Isabel proudly gripping her board.

With the emergence of ‘the modern woman’ in the early 20th century, the moment was ripe for Isabel to take up surfing. “[Women] really wanted to break through into other terrains that had been dominated by men, including the professions, but also sports and different forms of leisure activities,” says Dr Anne Rees. “A huge way in which women asserted their modernity, their independence, their freedom was through new forms of bodily movement and display.” But this bold new world would not last. According to Rees, Letham came of age during the, “Last hurrah for progressive Australia that existed in the 15 years or so between Federation and WWI.”

In subsequent years, the memory of Letham and all she represented was sidelined in favour of the ANZAC legend and the very masculine image of the surf life-saver – two national mythologies into which women did not fit. The Australian Women’s Weekly would begin circulating in 1933, and the figure of the housewife would once again take precedence. But it wasn’t only shifts in wider society that buried Letham’s legacy. As writer and historian Clare Wright explains, “Surf culture itself developed in a way that largely blocked the participation of women.” Throughout the mid-century, prominent figures in female surfing were few and far between. Gidget rose to fame in the late 50s, and in 1964 Phyllis O’Donnell won the World Surfing Championships.

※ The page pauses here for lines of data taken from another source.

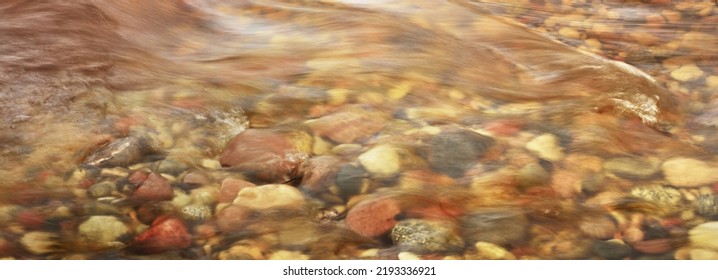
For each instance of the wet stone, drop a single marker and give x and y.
(123, 152)
(100, 232)
(631, 168)
(502, 227)
(453, 153)
(611, 249)
(424, 236)
(101, 189)
(707, 205)
(349, 180)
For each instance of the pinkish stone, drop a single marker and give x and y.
(374, 217)
(230, 188)
(166, 233)
(154, 188)
(271, 155)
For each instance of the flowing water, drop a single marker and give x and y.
(349, 129)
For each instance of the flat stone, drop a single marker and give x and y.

In or out of the water, Isabel was guided by an adventurous spirit.

But by 1979, when Kathy Lette wrote 'Puberty Blues', the lineup had become an unwelcoming place for girls and women. “We were like placeholders,” remembers former world champ Pam Burridge of surfing in the 70s, “Going through that decade when it was just aggressive. People protecting their breaks. It was very macho. 'Puberty Blues' was not a fantasy.” Women were denied membership to surf life-saving clubs until 1980 and experienced hostility in the water for longer still.

Isabel Letham grew up during an exciting period of women’s liberation. A formidable character with big ambitions, she led
 an adventurous and independent life, unbound by the expectations placed on many women of her time. In 1993, Isabel was inducted into the surfing hall of fame. It has been suggested that Letham was far from graceful as she rode her first waves back in 1915, and that her influence on surfing has been blown out of proportion. But what is important, I think, is not how well Isabel surfed, but that she was there and that she surfed at all. More than 100 years after her exciting debut, female professional surfers have gained equal 
pay, and Isabel would have been pleased. While the world needed a little more time to catch up with Isabel, we should be proud to call her a pioneer of Australian surfing, somebody who symbolises a positive and progressive genesis to our surf culture.